Some more, final, last hurrahs

As I type, Daniel is on the kitchen floor, perching on all fours and rocking forward and backward; he’s very near to doing his first crawl. In church this morning, I took him to look at a newborn child (well, a two-or-three-week-old) and he beamed down like a benevolent little giant upon that new churchgoer. Samuel, meanwhile, went to his first Sunday School class with the children who’ve graduated from the nursery. Karin & I peeked in: he was tampering with the laptop that was broadcasting the singalong music.

His first day of school, and already he’s misbehaving with electronic devices.
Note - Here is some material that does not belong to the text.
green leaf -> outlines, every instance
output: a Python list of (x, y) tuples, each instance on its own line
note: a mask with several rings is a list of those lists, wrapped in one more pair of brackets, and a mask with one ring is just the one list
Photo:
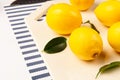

Yesterday we went to Bremen, one county to the south, and attended a surprise party for another churchgoer. She might be the spryest ninety-year-old I’ve known. The cheese-&-chicken dip was a work of art (in the “grease” category of art); the corn chips belonged to one of the cheapest store brands. That’s Midwestern church food for you. We also ate those little barbecued meatballs and some other meatballs that were mixtures of sausage and cheese. It was an excellent late-afternoon snack; a little later, once Karin & I had dropped the children off at her dad’s house and begun our romantic evening together, which was supposed to be our last hurrah, foodwise, I was compelled to order a salad.

Another night out

I went with Karin and her mom to St. Mary’s College and viewed a performance of Legally Blonde Jr.: The Musical. This “junior” version is Legally Blonde: The Musical with the spicy bits excised. The actors were in elementary or middle or high school. Our old pastor’s daughter had a small but crucial role. She’s been performing for some years, but this was the first time I’d gone to watch her; I thought she was remarkable. But then, I’m biased: I’ve known her since she was a blobby little infant.

(Our own infants, Samuel and Daniel, were supervised by Karin’s dad and his girlfriend, Carol.)

After the show, the director came onstage and started talking about the sponsors and the crew and the “message” of Legally Blonde (“Follow your dreams,” was her take). “Lead us out of here,” Karin’s mom said, and so I did. When we got to the parking lot, Karin’s mom thanked me for having had the courage to leave before the speeches had ended. “I wouldn’t have done it on my own,” she said.

Karin has quite the weekend lined up for herself. Tomorrow she’ll hear Billy Joel at Notre Dame Stadium, and on Sunday she’ll watch a performance of Anastasia. I’ll look after the children.